概要
Anacafé(Asociación Nacional del Café、グアテマラ国立コーヒー協会)は、グアテマラのコーヒー生産部門を代表する組織です。1960年のコーヒー法によって設立され、独自の資産を持つ自治的な民間・公共サービス機関として運営されています。コーヒーの生産と輸出を通じて国の経済を強化することを目的に掲げ、生産者への支援と、国内外におけるグアテマラ産コーヒーの振興を担っています。
組織と代表範囲
理事会には、国内各地のコーヒー生産者団体と協同組合の代表が参加します。これに大統領および農牧食糧省の代表が加わり、生産者側と政府側の双方を含む構成になっています。公式情報では、Anacaféが国内の12万5,000以上のコーヒー生産者家族を代表し、コーヒー栽培はグアテマラの22県すべてに広がっているとされています。

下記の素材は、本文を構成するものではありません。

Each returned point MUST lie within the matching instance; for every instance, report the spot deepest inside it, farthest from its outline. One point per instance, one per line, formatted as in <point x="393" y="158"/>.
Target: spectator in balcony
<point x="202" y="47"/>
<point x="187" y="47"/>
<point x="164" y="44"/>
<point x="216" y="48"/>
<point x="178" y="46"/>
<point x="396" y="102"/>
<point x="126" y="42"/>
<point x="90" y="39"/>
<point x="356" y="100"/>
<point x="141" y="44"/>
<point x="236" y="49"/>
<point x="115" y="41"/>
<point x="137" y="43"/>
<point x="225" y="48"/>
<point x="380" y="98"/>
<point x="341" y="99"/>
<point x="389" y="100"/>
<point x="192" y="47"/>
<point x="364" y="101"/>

Anacaféは特定の農園や輸出会社ではありません。個別の生産者を代表しながら、国全体のコーヒー政策、技術支援、品質向上、教育、輸出に関わる機能を横断して担う組織です。理事は通常総会で選ばれ、任期は2年と説明されています。
主な役割
Anacaféの役割には、グアテマラのコーヒー部門の代表、国のコーヒー政策の策定と実施、生産者向けサービス、グアテマラ産コーヒーの国内外での位置づけ向上が含まれます。公式サイトでは、Cedicaféによる研究・技術支援、Tazza Academia de Caféによる教育、輸出手続きの案内、地域別のコーヒー情報などを提供しています。
生産者向けには、技術移転、研修日程、農業資材、品質・収穫後工程に関する情報を整備しています。輸出に関わる事業者には手続きの案内を提供し、国内の消費者や事業者に対しては教育や地域別の産地情報を発信しています。政策を担う代表組織であると同時に、研究、普及、教育、品質、輸出を結ぶサービス機関でもある点が特徴です。
こうした活動は、栽培現場の技術支援から品質評価、人材育成、輸出実務までをつなぐものです。国際的な品評会や市場開拓事業では開催国側のパートナーとなることがありますが、その役割は単一の大会運営に限られません。大会を運営する国際組織や個別の輸出会社とも区別され、グアテマラのコーヒー産業を制度面と技術面の両方から全国的に支える恒常的な組織です。